Eastern Consol. Props., Inc. v Morrie Golick Living Trust
2011 NY Slip Op 03116 [83 AD3d 534]
April 19, 2011
Appellate Division, First Department
Published by New York State Law Reporting Bureau pursuant to Judiciary Law § 431.
As corrected through Wednesday, June 8, 2011


Eastern Consolidated Properties, Inc., Appellant,
v
The Morrie Golick Living Trust et al., Respondents.

[*1] Goetz Fitzpatrick LLP, New York (Bernard Kobroff of counsel), for appellant.

Proskauer Rose LLP, New York (Leonard S. Baum of counsel), for respondents.

Judgment, Supreme Court, New York County (Ira Gammerman, J.H.O.), entered March 11, 2010, dismissing the complaint, and bringing up for review an order, same court and J.H.O., entered February 18, 2010, which granted defendants' motion for summary judgment, unanimously affirmed, without costs. Appeal from the aforesaid order unanimously dismissed, without costs, as subsumed in the appeal from the judgment.

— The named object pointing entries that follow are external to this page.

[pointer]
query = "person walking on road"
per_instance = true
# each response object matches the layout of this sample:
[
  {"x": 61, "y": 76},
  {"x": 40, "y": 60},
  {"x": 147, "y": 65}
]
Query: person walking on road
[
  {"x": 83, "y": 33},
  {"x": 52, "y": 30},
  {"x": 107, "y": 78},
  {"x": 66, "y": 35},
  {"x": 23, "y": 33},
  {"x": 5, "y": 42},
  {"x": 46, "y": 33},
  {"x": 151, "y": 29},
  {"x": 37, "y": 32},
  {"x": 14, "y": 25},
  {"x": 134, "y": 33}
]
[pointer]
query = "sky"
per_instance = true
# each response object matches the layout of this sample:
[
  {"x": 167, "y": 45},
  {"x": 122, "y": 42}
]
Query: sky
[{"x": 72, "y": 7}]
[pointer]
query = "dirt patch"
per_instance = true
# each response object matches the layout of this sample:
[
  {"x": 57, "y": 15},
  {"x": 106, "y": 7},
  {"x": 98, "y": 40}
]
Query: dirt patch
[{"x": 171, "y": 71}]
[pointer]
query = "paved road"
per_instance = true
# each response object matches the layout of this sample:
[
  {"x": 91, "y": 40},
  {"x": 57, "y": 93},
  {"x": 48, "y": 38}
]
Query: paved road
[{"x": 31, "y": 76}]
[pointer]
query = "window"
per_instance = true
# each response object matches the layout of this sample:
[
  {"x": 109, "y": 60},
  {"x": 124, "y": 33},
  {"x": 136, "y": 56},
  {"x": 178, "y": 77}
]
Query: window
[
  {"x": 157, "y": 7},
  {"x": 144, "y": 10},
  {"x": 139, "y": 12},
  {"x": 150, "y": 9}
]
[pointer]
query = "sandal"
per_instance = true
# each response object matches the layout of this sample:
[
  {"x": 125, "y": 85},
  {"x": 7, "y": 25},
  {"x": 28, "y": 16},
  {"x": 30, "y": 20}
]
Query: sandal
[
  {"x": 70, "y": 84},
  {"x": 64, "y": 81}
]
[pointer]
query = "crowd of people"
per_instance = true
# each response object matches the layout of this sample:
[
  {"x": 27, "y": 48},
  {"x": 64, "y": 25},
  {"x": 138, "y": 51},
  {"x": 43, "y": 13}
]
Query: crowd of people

Plaintiff failed to raise a triable issue of fact whether it produced a buyer who was ready, willing and able to purchase the subject property on the terms offered by defendants (see Lane—Real Estate Dept. Store v Lawlet Corp., 28 NY2d 36, 42 [1971]). The deal memorandum entered into by the parties, which expressly stated, "This memo shall memorialize the terms of the deal that have been accepted, subject to the signing of a mutually acceptable Contract of Sale," is a classic example of an "agreement to agree," and therefore was insufficient to trigger the duty of good faith (see Richbell Info. Servs. v Jupiter Partners, 309 AD2d 288, 297 [2003]; RAJ Acquisition Corp. v Atamanuk, 272 AD2d 164 [2000]). The "marked-up" contract returned by defendants' attorney to the potential buyer's attorney was a counteroffer to the contract originally proposed by the buyer (see Helmsley-Spear, Inc. v Kupferschmid, 301 AD2d 442 [2003]). The potential buyer's attorney responded with concerns about inspection, zoning, air rights, parking and artist certification for "Joint Living Working Quarters." These negotiations demonstrate that there never was a meeting of the minds on all essential terms (Spier v Southgate Owners Corp., 39 AD3d 277, 278 [2007]; Ross v Wu, 27 AD3d 237 [2006], lv denied 7 NY3d 713 [2006]; David Day Realty v Farkas, 75 AD2d 783 [1980]). Nor is there any evidence that defendants deliberately attempted to destroy a potential transaction to avoid paying a brokerage commission (see Thoens v J. A. Kennedy Realty Corp., 279 App Div 216, 220 [1951], affd 304 NY 753 [1952]). To the contrary, even after they entered into a lease with another party, [*2]defendants attempted to complete a sale with plaintiff's potential buyer, but were unable to do so in a timely fashion.

The documentary evidence in the record obviates the need for additional discovery. Concur—Tom, J.P., Mazzarelli, Acosta, Renwick and Freedman, JJ.